The goods then pass into a drying room and are afterwards introduced into a steaming chamber, where they are given a good steaming at a slight pressure. This steaming develops the colors and causes them to impregnate the fibers more thoroughly. Subsequently, for good work, the goods should be washed to get rid of the thickening matters that are mixed with the coloring, and then the printing appears in all its beauty.

Printing on
Full Ground Colors

The foregoing briefly describes the processes of direct printing. In this case, the penetration of the colors to the opposite side of the goods is not very good. If a solid and full ground color is needed both on the face and back of the goods, it can be had either by the "Resist" or "Reserve" method, or by the "Extract" or "Discharge" method. In the "Resist" method, when a white figure is wanted on a black or colored ground, the goods are first printed with some substance which will resist the action of the dye stuffs. Then, when the goods are dyed, the treated part does not take the color and the substance used as a resist is washed out, and thus a white figure is obtained on a solid colored ground.

In the "Discharge" method, the goods are first dyed in a solid color, and are then treated with certain chemicals which destroy the dyed color wherever they touch the fabric, these chemicals being subsequently washed out where they have been applied, and thus again a white figure can be had in the colored ground. By the "Discharge" method, moreover, colored figures can also be printed on colored grounds, as certain colorings have been developed which are not affected by the discharge materials used, hence, a whole series of beautiful colors can be 60 printed on goods previously dyed with black or colored grounds, each color being mixed with a suitable chemical for discharging the ground color, and thus the colors of the printed pattern come out as desired.

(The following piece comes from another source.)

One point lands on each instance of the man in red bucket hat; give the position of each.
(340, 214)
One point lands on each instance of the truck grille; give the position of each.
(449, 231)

Another important process which is applied to both cotton yarn and cotton fabrics is that known as mercerization, called after "Mercer" an English chemist who introduced the process. Cotton when subjected to the action of strong, caustic alkali contracts violently, but when again stretched and straightened it is found to have acquired a distinct silkiness of appearance, and under the microscope the twisted ribbon-like fibers of the material—already referred to—will be found to have become straight, glossy and rodlike, just as a bicycle tire would appear after air was blown into it.

Cotton may be mercerized either in the yarn, warp, skein, or in the piece, the first being more effective. The best and most satisfactory results are achieved when the material treated is made of fine long staple cotton, either Sea Island or Egyptian, the shorter cottons being relatively much less improved by the treatment. The mercerizing does not diminish the strength of the material, and gives to it a greater affinity for dye stuffs.

Internal Organization
of Cotton Mills

The foremen are specialists in their particular departments. The warehouseman, at one end, is a judge of cotton stock, and the foreman of the weaving room at the other knows how many automatic looms may safely be trusted to each weaver on his staff.

In between these two there are, according to the individual mill, a dozen or more other foremen, all reporting regularly to the superintendent, all captains of their own companies of workers, and all keen, in the interests of their own reputations, to operate their departments as intelligently, as efficiently, and with as little friction with their individual operators as possible. For it is generally recognized throughout the cotton industry that profitable business depends as much upon the whole-hearted cooperation of the wage-earners, as upon any other single factor.